To test HT, we ran a varying number of concurrent instances of a CPU intensive application on two machines, each with a single X5570 processor, one with HT enabled and other with HT disabled. The test program fits cache, so there should be little contention for memory bandwidth. The graph below summarizes the findings using solutions/sec generated by our test program as the performance metric. Measurements from our HT-enabled machine are marked HT, and measurements from our HT-disabled machine are marked NHT (No HT).
Given the X5570 is a quad core processor, we expect a pretty consistent number of solutions/sec up to and including four processes. There is actually a very slight improvement running only a single process, and perhaps this is attributable to Turbo Boost. Up to and including four processes there is also no difference between having HT enabled or disabled, so there is no penalty to having HT enabled.
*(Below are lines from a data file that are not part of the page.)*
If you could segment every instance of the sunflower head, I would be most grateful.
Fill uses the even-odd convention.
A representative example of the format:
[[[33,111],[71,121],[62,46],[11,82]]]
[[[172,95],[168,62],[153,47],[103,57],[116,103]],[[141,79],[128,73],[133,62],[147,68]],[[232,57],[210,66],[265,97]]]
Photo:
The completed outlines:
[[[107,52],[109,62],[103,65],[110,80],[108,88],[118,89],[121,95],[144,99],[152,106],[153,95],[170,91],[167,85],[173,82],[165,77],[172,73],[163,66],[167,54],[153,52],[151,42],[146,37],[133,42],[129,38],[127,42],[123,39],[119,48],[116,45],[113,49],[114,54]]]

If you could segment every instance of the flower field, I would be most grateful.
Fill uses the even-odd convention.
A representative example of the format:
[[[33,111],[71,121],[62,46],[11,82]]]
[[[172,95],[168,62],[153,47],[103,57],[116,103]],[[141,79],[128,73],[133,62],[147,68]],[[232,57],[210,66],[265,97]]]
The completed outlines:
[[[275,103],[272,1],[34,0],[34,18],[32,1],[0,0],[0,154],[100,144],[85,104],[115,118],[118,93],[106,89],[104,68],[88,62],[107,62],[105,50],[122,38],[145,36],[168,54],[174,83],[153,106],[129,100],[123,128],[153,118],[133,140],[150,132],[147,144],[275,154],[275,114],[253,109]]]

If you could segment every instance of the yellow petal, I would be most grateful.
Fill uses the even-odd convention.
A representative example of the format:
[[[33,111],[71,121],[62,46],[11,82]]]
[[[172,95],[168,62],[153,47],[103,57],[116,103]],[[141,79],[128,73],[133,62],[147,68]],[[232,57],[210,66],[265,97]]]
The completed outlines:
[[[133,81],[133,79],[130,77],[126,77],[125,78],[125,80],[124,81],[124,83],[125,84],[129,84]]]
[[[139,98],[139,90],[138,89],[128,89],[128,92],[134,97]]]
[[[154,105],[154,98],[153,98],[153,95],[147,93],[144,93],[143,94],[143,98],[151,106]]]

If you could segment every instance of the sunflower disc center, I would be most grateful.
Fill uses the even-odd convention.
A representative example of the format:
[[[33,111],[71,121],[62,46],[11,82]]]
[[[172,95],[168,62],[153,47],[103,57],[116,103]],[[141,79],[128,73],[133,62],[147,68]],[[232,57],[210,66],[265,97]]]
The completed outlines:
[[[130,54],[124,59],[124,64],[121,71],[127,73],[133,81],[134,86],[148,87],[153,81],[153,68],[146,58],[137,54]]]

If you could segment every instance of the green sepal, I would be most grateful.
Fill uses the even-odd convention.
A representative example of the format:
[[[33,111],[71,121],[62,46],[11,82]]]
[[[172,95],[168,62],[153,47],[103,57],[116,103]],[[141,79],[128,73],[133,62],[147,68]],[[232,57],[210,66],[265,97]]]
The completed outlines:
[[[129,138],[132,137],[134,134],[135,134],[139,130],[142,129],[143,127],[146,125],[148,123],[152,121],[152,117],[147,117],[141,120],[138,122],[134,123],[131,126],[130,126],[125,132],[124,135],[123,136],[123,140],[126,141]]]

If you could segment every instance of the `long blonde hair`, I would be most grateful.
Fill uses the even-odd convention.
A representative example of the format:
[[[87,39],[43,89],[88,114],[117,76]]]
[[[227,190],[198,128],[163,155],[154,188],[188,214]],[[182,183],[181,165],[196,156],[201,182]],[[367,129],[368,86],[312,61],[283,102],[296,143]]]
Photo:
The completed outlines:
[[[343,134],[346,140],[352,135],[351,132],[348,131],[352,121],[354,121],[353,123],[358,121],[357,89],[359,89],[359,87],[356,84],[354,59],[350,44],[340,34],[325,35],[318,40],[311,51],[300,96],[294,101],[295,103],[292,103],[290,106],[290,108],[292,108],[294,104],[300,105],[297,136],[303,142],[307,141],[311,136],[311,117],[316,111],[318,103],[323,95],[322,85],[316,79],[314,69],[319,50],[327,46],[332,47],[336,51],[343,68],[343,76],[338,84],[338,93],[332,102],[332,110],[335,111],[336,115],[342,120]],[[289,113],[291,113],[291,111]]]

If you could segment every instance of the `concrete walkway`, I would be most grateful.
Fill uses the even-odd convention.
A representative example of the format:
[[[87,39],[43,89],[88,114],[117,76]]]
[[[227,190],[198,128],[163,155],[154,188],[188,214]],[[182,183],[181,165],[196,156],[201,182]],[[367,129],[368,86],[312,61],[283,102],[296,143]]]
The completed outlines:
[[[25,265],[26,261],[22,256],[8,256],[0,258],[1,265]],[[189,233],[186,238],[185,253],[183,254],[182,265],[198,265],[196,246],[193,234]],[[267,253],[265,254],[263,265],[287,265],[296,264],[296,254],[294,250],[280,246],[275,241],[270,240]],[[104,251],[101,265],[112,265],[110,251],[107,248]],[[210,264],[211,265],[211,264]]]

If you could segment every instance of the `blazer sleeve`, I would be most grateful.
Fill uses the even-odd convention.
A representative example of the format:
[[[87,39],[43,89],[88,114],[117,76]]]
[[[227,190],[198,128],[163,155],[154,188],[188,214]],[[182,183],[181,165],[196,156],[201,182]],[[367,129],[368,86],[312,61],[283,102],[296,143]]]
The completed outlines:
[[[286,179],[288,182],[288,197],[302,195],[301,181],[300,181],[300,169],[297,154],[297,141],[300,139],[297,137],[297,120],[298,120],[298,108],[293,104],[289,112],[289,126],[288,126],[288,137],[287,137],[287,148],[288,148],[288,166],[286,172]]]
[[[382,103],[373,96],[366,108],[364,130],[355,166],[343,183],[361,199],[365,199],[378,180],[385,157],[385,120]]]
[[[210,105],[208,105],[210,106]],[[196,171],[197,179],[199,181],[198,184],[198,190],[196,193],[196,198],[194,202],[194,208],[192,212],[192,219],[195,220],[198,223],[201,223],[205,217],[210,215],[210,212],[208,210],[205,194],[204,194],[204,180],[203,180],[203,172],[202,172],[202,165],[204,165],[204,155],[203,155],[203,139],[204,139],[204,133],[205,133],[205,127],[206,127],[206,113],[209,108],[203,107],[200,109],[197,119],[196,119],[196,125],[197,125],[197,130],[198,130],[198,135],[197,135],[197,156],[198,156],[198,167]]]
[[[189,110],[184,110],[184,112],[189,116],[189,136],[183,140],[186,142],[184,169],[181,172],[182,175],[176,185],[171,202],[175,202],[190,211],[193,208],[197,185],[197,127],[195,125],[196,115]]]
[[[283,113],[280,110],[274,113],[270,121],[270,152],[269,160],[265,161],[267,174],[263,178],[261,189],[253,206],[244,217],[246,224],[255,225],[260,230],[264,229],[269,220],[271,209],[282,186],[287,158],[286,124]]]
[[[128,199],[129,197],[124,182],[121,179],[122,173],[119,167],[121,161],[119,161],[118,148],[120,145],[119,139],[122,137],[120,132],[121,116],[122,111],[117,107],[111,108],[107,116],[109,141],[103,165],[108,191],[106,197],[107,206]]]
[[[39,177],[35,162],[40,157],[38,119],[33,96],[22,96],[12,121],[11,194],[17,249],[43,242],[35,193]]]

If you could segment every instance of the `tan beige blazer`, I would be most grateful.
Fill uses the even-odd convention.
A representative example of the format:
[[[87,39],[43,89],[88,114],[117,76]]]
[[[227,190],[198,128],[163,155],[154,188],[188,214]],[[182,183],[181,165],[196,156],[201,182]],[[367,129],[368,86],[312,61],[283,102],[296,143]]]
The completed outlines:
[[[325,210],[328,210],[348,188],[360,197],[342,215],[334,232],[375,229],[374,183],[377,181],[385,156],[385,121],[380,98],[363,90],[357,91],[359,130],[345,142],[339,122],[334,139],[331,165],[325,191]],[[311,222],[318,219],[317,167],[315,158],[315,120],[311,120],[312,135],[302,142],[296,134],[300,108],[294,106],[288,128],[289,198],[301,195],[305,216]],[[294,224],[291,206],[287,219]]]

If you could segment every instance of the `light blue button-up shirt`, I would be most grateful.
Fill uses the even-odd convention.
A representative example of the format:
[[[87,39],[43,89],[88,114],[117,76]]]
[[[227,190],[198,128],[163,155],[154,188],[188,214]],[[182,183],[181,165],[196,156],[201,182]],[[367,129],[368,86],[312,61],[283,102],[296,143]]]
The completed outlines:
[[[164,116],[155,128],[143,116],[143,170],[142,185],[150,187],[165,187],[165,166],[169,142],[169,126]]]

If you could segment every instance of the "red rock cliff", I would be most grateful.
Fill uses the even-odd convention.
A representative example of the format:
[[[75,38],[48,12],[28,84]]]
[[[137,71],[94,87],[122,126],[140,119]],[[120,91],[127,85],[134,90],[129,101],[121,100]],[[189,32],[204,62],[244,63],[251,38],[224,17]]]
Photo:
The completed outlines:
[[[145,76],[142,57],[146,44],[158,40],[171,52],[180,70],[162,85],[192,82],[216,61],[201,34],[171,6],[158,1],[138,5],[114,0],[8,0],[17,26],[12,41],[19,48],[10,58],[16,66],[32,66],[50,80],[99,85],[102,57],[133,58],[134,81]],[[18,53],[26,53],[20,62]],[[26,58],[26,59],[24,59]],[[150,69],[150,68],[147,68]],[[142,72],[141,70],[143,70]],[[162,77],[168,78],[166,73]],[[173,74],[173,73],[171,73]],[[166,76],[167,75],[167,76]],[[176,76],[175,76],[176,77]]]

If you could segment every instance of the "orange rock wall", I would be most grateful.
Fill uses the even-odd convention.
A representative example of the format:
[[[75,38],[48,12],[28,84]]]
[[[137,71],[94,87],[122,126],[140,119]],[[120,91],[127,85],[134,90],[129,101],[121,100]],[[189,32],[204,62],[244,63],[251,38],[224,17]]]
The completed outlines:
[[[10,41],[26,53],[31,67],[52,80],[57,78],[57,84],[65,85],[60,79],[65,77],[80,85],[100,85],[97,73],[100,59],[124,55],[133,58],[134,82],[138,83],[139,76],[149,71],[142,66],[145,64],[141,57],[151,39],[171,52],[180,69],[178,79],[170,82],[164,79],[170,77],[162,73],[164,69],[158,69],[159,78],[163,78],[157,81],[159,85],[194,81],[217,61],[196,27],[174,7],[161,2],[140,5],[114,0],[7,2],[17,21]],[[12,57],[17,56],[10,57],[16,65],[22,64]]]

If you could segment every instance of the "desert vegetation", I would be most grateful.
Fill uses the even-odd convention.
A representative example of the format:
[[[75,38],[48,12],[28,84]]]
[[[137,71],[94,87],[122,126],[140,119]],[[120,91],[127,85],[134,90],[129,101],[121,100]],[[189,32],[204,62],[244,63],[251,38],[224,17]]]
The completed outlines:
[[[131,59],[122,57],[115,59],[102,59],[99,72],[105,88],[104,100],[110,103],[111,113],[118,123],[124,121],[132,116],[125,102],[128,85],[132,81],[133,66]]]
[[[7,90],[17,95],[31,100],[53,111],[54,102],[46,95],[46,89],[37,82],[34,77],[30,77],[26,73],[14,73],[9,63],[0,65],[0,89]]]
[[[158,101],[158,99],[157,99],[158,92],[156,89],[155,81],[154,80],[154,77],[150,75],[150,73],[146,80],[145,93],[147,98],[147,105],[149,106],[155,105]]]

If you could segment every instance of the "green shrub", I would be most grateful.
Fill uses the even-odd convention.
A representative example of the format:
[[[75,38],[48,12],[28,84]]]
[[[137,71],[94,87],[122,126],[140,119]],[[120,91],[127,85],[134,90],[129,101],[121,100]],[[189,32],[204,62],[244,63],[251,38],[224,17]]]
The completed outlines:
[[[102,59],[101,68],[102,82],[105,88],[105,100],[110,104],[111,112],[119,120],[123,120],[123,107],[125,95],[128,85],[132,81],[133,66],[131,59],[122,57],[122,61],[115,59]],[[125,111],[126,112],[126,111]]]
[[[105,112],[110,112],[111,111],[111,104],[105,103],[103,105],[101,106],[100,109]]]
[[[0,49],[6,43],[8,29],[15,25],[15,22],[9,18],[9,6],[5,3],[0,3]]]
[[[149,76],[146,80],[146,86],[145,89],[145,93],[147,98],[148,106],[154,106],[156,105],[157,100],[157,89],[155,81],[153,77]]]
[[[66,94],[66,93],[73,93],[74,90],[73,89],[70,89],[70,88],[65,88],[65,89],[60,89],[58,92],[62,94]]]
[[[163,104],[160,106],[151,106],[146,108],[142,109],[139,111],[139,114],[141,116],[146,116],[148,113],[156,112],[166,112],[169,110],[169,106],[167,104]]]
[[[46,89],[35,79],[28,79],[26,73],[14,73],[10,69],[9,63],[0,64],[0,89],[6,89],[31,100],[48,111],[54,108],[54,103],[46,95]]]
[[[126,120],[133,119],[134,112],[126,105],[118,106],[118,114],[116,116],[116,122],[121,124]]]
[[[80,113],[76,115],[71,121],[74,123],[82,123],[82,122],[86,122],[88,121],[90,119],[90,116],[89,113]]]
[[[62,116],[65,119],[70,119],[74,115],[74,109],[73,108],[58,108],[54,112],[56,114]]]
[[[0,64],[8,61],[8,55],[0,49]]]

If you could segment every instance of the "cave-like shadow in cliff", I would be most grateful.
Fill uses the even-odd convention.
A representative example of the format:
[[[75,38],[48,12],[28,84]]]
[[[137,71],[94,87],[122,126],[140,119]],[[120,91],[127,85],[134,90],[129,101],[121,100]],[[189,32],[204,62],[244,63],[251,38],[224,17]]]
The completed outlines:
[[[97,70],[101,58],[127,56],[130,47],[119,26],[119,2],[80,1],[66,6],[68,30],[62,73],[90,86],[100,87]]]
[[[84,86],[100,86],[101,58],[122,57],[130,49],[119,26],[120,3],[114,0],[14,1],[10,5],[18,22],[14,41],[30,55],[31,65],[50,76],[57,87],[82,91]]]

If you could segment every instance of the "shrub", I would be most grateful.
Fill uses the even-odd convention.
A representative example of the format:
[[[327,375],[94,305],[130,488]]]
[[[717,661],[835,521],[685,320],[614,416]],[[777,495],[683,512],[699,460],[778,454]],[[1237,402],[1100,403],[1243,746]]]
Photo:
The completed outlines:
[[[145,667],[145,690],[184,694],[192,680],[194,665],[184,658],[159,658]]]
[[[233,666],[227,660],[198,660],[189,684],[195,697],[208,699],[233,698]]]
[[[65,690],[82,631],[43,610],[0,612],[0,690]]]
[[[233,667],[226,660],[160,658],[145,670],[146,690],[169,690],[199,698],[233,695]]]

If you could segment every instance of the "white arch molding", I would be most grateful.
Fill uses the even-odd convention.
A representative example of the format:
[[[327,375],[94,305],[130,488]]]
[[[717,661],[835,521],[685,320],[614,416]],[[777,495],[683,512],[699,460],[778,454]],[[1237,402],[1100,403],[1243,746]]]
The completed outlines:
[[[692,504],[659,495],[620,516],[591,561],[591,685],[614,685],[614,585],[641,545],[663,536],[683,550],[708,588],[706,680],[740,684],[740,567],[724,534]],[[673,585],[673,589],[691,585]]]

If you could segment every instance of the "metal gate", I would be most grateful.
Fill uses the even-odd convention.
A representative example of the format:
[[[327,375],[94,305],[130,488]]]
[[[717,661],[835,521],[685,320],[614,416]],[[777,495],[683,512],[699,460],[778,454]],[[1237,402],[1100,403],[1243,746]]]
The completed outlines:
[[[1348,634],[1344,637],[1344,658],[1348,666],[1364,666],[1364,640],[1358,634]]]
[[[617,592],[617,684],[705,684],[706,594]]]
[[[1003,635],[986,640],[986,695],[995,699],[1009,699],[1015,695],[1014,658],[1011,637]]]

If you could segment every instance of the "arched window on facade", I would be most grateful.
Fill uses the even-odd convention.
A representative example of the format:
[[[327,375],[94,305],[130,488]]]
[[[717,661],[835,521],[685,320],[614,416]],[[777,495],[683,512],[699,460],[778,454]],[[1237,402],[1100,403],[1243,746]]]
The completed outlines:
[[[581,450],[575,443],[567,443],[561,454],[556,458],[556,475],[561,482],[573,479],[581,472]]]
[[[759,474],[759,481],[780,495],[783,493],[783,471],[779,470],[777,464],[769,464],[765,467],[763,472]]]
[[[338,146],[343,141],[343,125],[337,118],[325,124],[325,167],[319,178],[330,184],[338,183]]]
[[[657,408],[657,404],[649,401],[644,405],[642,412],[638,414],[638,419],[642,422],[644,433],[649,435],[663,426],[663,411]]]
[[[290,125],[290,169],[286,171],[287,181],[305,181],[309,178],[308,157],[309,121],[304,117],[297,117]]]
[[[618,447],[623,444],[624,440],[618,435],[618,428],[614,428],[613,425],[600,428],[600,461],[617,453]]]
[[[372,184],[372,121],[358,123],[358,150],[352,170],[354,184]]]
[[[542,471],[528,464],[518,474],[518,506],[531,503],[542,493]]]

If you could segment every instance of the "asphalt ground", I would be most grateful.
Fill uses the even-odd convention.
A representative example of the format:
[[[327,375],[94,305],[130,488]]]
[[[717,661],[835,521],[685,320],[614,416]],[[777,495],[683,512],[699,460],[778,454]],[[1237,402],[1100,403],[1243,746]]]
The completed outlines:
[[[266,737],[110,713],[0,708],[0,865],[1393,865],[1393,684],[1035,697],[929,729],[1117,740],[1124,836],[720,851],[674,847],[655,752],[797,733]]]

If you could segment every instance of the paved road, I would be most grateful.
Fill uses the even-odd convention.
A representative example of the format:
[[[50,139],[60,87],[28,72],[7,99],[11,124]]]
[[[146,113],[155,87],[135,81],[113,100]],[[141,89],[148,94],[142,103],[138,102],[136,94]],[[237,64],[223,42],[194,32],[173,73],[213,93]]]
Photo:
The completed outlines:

If we define two functions that estimate the solution rate for HT-enabled and HT-disabled processors: RateHT(n) and Rate(n), where n is the number of processes, so far we have Rate(x)=RateHT(x) and Rate(x)=Rate(x-1) for x <= 4 (Rate(1)=1). Move to eight and sixteen processes and things are more interesting. Processes on the HT-disabled processor run at about 1/2 the previous rate, or Rate(8) = Rate(4)/2 and Rate(16) = Rate(8)/2. However, on the HT-enabled processor, RateHT(8) = 1.3 RateHT(4)/2 and RateHT(16) = RateHT(8)/2.
So, HT provides a definite advantage after the process count exceed the physical core count. While each process runs slower after exceeding the number of physical cores, the total throughput of the processor is roughly 30% higher. I'll take that.
HT has returned with Intel's Nehalem based processors and there appears to be good reason to enable it, even if running CPU intensive applications.